Alternative techniques
  • Magnetic Resonance Imaging (MRI) - more expensive but allows visualization of spinal cord, other soft tissues and bone.


Time required
Preparation
  • Dependent upon method of chemical restraint - whether GA or sedation.

Procedure
  • Depends whether imaging whole spine or only one part.
  • For latter about 10 min including processing in automatic processor but not including anesthesia or sedation.


Decision taking
Criteria for choosing test


Is the examination appropriate?
  • Can you make the diagnosis without it?
  • Can it tell you what you need to know?
  • Will your management be affected by the radiological findings?
Choosing the right projections
    Lateral
    • Standard projection.
    • Shows comparative width of adjacent disk spaces, will detect some fractures, shows alignment of vertebrae, etc.
    Ventrodorsal
    • Standard projection.
    • Necessary for complete evaluation.
    Obliques
    • These are sometimes necessary in fracture cases and are useful during myelography to pinpoint more exactly the position of spinal cord or nerve root compression.

    Risk assessment


    The risk of worsening the condition of the patient by the movement involved in positioning must be taken into account, especially when fractures or atlanto-axial instability are suspected
    Requirements Top
    Personnel

    Other involvement
    • Radiographer or Veterinary Nurse/Technician carrying out radiography.


    Materials required
    Minimum equipment
    • X-ray machine.
    • Cassettes with high resolution to fast screens, depending on size of patient.
    • Secondary radiation grid for larger patients (>10 cm thickness).
    • Processing facilities.
    • Immobilization and positioning aids: sandbags, foam wedges.
    • Protective clothing (lead rubber aprons).
    • Positioning trough.
    • Film labeling equipment.

    Ideal equipment
    • High output X-ray machine.
    • Rare Earth high resolution screens.
    • Automatic processing facilities.
    • Film ID camera.
    • Grid for patients >10 cm thickness.

    Minimum consumables
    • X-ray film.
    • Pharmaceuticals for chemical restraint/general anesthesia.
    Preparation Top

    Restraint
    • 1-2 competent people.
    • Sandbags.
    • Foam wedges.
    • Positioning trough.
    Procedure Top

    Core Procedure

    Step 1 - Lateral
    • Position the patient in lateral recumbency.

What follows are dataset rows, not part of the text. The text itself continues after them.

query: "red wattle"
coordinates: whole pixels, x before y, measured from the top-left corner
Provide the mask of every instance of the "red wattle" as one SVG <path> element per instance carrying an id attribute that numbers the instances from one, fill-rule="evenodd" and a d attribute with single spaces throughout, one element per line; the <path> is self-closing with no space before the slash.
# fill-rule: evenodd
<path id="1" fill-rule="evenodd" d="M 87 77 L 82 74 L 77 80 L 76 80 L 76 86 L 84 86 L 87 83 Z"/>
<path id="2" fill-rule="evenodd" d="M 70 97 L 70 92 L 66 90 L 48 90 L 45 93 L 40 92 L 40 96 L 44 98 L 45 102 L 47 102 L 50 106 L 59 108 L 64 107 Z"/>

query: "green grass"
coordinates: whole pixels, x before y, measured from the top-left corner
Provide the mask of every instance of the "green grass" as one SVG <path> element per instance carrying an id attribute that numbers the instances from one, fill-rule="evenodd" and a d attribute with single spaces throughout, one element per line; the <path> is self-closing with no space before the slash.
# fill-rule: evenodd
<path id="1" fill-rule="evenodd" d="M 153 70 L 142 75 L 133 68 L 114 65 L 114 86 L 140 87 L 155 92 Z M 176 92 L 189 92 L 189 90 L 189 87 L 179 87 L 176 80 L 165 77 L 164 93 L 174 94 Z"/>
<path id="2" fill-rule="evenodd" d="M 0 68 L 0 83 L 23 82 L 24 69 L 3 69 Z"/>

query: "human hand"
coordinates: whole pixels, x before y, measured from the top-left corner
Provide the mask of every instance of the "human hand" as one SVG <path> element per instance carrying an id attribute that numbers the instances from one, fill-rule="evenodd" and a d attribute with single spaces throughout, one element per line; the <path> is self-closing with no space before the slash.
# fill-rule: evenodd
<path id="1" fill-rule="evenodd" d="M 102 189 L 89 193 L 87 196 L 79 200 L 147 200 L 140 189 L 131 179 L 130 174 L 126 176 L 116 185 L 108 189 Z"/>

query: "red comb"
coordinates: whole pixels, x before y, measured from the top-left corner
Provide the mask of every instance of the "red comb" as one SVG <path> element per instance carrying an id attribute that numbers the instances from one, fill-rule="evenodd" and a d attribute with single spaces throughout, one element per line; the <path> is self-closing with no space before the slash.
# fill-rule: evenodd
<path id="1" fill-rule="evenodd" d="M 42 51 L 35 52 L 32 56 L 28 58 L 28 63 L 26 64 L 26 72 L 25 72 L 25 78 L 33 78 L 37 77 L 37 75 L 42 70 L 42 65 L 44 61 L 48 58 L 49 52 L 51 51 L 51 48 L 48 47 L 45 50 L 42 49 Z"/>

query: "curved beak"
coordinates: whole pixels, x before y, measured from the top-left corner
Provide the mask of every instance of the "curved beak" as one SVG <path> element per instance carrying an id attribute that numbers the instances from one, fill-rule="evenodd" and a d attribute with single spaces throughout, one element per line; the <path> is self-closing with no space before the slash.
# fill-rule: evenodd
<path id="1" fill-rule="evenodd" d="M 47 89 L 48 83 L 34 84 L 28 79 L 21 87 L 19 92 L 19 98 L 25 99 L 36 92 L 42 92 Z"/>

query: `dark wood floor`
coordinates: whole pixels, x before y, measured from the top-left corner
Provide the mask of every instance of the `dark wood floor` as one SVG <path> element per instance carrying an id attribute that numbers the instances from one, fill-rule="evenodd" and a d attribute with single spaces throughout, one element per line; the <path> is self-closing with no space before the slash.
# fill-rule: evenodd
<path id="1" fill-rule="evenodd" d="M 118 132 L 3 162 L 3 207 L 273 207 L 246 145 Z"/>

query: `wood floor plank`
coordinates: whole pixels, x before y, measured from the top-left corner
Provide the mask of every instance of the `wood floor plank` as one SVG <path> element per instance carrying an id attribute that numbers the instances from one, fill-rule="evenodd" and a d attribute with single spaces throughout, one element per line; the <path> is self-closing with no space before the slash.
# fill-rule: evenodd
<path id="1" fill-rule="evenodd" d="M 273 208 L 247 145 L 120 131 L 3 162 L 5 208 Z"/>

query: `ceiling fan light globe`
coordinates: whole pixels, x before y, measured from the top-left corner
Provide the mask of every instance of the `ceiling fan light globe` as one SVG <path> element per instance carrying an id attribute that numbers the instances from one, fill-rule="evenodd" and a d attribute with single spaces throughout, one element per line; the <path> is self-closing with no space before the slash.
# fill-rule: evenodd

The side chosen is not critical.
      Tip If you cannot achieve a well-positioned image after multiple attempts, try repositioning the patient on the other side.
    Cervical spine
    • Collimate to include from the base of the skull through the scapulohumeral joints.
    • Two films are necessary to cover the whole cervical spine in patients with large pectoral muscle mass.
    • Draw the forelimbs caudally and secure.
    • The skull must be in a true lateral position, the median sagittal plane parallel to the film.
    • The thorax must also be in a true lateral position.
    • A small radiolucent pad is usually required under the middle of the cervical spine in order to prevent it dipping towards the film Spine: normal cervical - radiograph lateral.
    Cranial cervical spine
    • Palpate the wings of C1 (the atlas), and center with a vertical beam mid-way between this and the cranial border of the scapula.
    • Collimate to include the caudal part of the skull and the first five cervical vertebrae.
    • For dorsoventral collimation, the musculature around the spine can be palpated and included.
    Caudal cervical spine
    • Center with a vertical beam at the level of the cranial edge of the scapula.
    • Collimate to overlap with the film of the cranial cervical spine, that is to include approximately C4 - T3.
      Tip Remember that the cervical spine has a "slope" in relation to the shape of the animal. The caudal part (around the level of the cranial scapula), is about halfway between the dorsal and ventral skin surfaces. Once into the thoracic region, the spine starts to slope dorsally.
    Thoracic spine
    • Two films are necessary to cover the whole of the thoracic spine.
    • The forelimbs are drawn cranially and secured.
    • The thorax must be in a true lateral position, usually achieved by padding under the sternum. However, this is not always the case and it is important to palpate the sternum and the spinous processes and check that they are in the same plane Spine: normal thoracic - radiograph lateral.
    Cranial and mid-thoracic spine
    • Center of the caudal border of the scapula. For dorsoventral centring, take into account that the spinous processes are long in this region, and that the vertebral bodies therefore lie relatively deep to the dorsal skin surface.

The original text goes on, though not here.